The issue highlighted this year addressed the question of whether defendants in Ontario are entitled to a jury roll that is exactly representative of a given population. In the case before the court, a criminal defendant facing a trial had been granted a temporary one-year stay of proceedings by a trial judge, arguing that the jury roll was not proportionally representative of their community.

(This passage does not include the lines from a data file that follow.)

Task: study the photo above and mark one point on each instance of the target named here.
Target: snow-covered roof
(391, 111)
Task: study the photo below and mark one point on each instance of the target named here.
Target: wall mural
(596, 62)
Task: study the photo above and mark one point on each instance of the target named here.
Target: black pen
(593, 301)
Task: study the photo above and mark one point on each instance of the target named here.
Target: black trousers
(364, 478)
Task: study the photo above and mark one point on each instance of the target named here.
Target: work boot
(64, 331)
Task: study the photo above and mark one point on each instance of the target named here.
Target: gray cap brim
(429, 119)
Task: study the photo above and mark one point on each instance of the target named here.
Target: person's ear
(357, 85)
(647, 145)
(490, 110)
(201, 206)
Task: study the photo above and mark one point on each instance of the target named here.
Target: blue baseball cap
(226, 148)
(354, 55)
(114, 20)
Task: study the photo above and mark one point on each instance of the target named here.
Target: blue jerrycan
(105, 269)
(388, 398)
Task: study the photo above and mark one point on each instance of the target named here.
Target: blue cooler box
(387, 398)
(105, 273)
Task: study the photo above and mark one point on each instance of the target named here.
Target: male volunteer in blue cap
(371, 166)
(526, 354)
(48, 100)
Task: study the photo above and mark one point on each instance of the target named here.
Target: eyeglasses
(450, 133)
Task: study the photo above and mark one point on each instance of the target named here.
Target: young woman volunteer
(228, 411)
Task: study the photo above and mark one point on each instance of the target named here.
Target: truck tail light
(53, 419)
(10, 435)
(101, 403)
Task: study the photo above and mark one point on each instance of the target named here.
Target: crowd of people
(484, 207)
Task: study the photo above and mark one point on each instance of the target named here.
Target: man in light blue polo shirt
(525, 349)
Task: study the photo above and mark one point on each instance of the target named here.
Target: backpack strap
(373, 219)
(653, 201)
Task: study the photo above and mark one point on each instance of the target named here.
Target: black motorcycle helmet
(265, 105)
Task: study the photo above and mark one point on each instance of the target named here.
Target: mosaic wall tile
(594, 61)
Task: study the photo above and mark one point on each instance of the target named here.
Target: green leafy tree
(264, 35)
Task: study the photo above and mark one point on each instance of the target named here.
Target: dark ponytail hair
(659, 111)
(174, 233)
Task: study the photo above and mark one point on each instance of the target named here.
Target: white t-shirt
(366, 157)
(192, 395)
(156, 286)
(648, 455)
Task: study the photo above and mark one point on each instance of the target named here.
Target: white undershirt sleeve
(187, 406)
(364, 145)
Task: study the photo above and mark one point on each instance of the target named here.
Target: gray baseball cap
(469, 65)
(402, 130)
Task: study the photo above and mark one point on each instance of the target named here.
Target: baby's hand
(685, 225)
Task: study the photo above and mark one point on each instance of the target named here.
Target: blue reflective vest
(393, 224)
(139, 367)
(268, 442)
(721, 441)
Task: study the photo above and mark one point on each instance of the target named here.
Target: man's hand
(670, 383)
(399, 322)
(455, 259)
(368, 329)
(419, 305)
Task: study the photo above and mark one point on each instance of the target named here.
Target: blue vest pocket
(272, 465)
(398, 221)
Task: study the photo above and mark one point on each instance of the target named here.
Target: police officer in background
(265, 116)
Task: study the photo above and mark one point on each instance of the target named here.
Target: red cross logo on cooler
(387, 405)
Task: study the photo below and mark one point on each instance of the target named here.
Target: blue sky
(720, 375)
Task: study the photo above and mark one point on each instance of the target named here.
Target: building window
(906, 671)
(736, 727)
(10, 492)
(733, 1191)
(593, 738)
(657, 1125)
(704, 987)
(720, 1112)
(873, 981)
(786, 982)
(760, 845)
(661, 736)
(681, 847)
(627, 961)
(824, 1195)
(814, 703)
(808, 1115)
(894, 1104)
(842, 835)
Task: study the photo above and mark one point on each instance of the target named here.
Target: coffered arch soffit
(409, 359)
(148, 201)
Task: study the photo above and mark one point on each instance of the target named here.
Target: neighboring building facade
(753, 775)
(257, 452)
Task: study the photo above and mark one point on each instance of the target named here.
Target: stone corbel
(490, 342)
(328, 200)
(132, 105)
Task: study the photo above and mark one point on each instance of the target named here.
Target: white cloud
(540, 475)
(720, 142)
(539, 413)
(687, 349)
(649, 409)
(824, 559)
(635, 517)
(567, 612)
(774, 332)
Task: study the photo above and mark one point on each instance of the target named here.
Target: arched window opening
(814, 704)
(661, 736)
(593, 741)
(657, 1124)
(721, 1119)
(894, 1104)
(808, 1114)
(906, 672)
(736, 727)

The Bloor team made oral arguments as the appellant, submitting a 21-page factum asserting that no Charter violations were committed. In winning its appeal in a majority decision, two of the three judges noted that the appellants did a good job of arguing no Charter violations had occurred, and that the previous judge erred in their application of the law. They ultimately agreed with the appellants’ suggested suspended declaration of invalidity as a solution to the central issue of the case. The judges also remarked on the fact that, at many points throughout the hearing, they had lost sight of the fact that both teams were comprised of students – a high level of praise that explained the difficulty of the questions the judges presented to the students throughout their oral arguments. The case was a complicated one, and has been used in a previous year for a third year law school student mock trial competition.
“They've been shortlisted three times in the last two years,” said teacher and staff advisor Luis Filipe, noting that this was the first time the team was selected as a finalist. “There are hundreds of submissions for this competition from high schools all across Ontario, so having a TDSB school make the finals is pretty special.”
All four students are set to continue their studies at universities this Fall. Rahma Binth Mohammad is interested in further exploring the field of law and will be attending U of T as an undergrad. Yasmin Adina in interested in Political science and will be at Ryerson. Medical Science at Western University is on the horizon for Natalie Tateishi, while Sadie Tremblay heads off to Scotland and the University of Dundee for Forensic Anthropology.